Resourcely is a library that provides a convenient way to manage and access resources from both local and remote sources. It offers a unified interface for reading and writing structured data with built-in caching and staleness control.
- Unified Resource Access: Consistent API for both local and remote resources
- Multiple Formats: Support for JSON and YAML (TOML and plain text in development)
- Caching: Configurable caching with time-based expiration
- Staleness Control: Fine-grained control over when to use cached data
- Thread-Safe: Designed for concurrent access using
Arc<T>for zero-cost sharing across threads
Add this to your Cargo.toml:
[dependencies]
resourcely = "0.1.0"use resourcely::{Local, Remote, ResourceFileType};
use serde::{Deserialize, Serialize};
use std::path::PathBuf;
#[derive(Debug, Serialize, Deserialize, Default, Clone)]
struct Config {
api_key: String,
timeout: u32,
}
// Local file resource
let local = Local::new(
"config.json".to_string(),
ResourceFileType::Json,
PathBuf::from("./config"),
None, // No cache timeout
);
// Remote resource
let remote = Remote::new(
"data.json".to_string(),
ResourceFileType::Json,
"https://api.example.com/data".to_string(),
PathBuf::from("/tmp/resourcely/cache"),
Some(std::time::Duration::from_secs(300)), // 5 minute cache
);use resourcely::{DataResult, ResourceReader};
// Get data or return error
match local.get_data_or_error(false).await {
Ok(DataResult::Fresh(data)) => println!("Fresh data: {:?}", data),
Ok(DataResult::Stale(data)) => println!("Stale data: {:?}", data),
Err(e) => eprintln!("Error: {}", e),
}
// Get data or default
let data = remote.get_data_or_default(false).await;
println!("Data: {:?}", data);
// Get data or none
if let Some(data) = local.get_data_or_none(true).await {
println!("Got data: {:?}", data);
}// Force refresh on next read
local.mark_as_stale()?;
// Check if data is marked as stale
if local.is_marked_stale()? {
println!("Data is marked as stale");
}
// Check if data is fresh (considering cache timeouts and stale marker)
if local.is_fresh()? {
println!("Data is fresh");
}The library provides support for JSON and YAML formats out of the box.
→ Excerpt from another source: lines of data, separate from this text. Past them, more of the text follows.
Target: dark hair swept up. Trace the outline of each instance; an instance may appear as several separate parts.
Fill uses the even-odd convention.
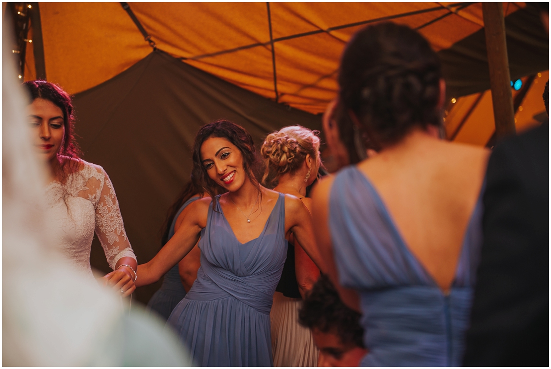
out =
[[[69,160],[63,161],[62,165],[67,162],[73,162],[71,159],[78,159],[81,155],[80,149],[74,139],[74,113],[71,96],[61,87],[44,80],[27,81],[23,83],[23,86],[30,95],[31,100],[34,101],[37,99],[48,100],[61,109],[63,113],[63,126],[65,133],[63,135],[63,145],[58,153],[58,158],[66,156]]]
[[[218,193],[217,189],[219,188],[219,186],[208,176],[207,170],[201,162],[201,146],[210,137],[225,138],[237,146],[243,156],[243,168],[245,173],[260,191],[260,184],[256,175],[260,172],[260,161],[252,137],[241,126],[225,120],[219,120],[205,124],[199,128],[195,136],[192,173],[197,184],[213,198]]]
[[[441,77],[438,56],[419,32],[392,23],[366,27],[341,61],[339,123],[353,124],[344,116],[353,112],[359,134],[376,147],[396,143],[414,127],[439,127]]]

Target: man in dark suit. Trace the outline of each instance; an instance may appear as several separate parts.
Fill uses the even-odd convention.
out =
[[[463,364],[548,366],[548,122],[498,144],[486,180],[484,244]]]

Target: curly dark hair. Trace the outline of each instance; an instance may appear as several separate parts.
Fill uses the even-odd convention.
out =
[[[252,137],[241,126],[225,120],[220,120],[202,127],[193,143],[193,167],[192,174],[200,188],[212,198],[219,193],[220,187],[210,179],[201,162],[201,150],[203,143],[210,137],[225,138],[237,146],[243,156],[243,168],[251,182],[260,190],[257,175],[260,173],[260,160]]]
[[[322,274],[306,294],[299,311],[299,323],[310,329],[337,334],[344,344],[365,348],[359,313],[341,301],[334,286]]]
[[[339,126],[358,118],[361,137],[375,148],[399,141],[414,127],[442,124],[440,62],[428,42],[407,26],[392,23],[369,26],[348,42],[338,82]],[[366,146],[370,143],[365,143]]]
[[[226,190],[220,186],[215,188],[217,194],[224,193]],[[181,192],[178,195],[176,200],[172,203],[168,211],[166,213],[166,218],[165,222],[163,224],[163,226],[160,229],[161,236],[161,247],[165,246],[166,242],[169,242],[169,234],[172,226],[174,217],[176,216],[180,208],[182,207],[186,202],[191,199],[194,195],[198,194],[200,197],[203,197],[203,189],[197,183],[197,181],[191,176],[190,182],[186,183],[182,188]]]
[[[58,85],[44,80],[27,81],[23,83],[23,86],[30,95],[31,101],[44,99],[61,109],[63,113],[65,134],[63,135],[63,144],[60,149],[58,154],[72,159],[80,158],[82,154],[80,149],[74,139],[75,117],[71,96]]]

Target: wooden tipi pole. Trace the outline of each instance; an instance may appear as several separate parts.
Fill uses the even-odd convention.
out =
[[[482,3],[486,50],[490,67],[490,86],[494,105],[495,134],[498,139],[514,134],[515,113],[509,62],[505,41],[505,23],[503,18],[503,3]]]

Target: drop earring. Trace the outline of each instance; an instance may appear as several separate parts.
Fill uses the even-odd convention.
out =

TOML and plain text formats are defined in the ResourceFileType enum but not yet implemented. You can extend functionality by implementing the ResourceReader trait for your custom types.
The ResourceReader trait provides several methods for managing resource state:
// Check if data is fresh (not stale and within cache timeout)
let is_fresh = resource.is_fresh()?;
// Check if data is marked as stale
let is_stale = resource.is_marked_stale()?;
// Mark data as stale to force refresh
resource.mark_as_stale()?;A builder pattern is partially implemented but currently incomplete:
// Note: Builder implementation is currently incomplete
// and references undefined traits (LocalResource, RemoteResource)
// Use the direct state_manager API for nowAll operations return Result types with descriptive error messages for better error handling.
Resourcely uses Arc<T> to enable zero-cost sharing of data across multiple threads. This means multiple readers can access the same cached data simultaneously without cloning, making it ideal for web servers, concurrent applications, and multi-threaded data processing.
The library returns Result<DataResult<Arc<T>>, CommonError> which cleanly separates:
- Operational errors (
CommonError): File not found, network failures, parsing errors - Cache semantics (
DataResult): Whether data is fresh or stale, enabling intelligent cache management
This pattern allows you to handle errors appropriately while still making informed decisions about data freshness.
The trait bounds T: Send + Sync + DeserializeOwned + Serialize + Default ensure:
- Send + Sync: Thread safety for concurrent access across multiple threads
- DeserializeOwned + Serialize: Support for multiple data formats (JSON, YAML, etc.)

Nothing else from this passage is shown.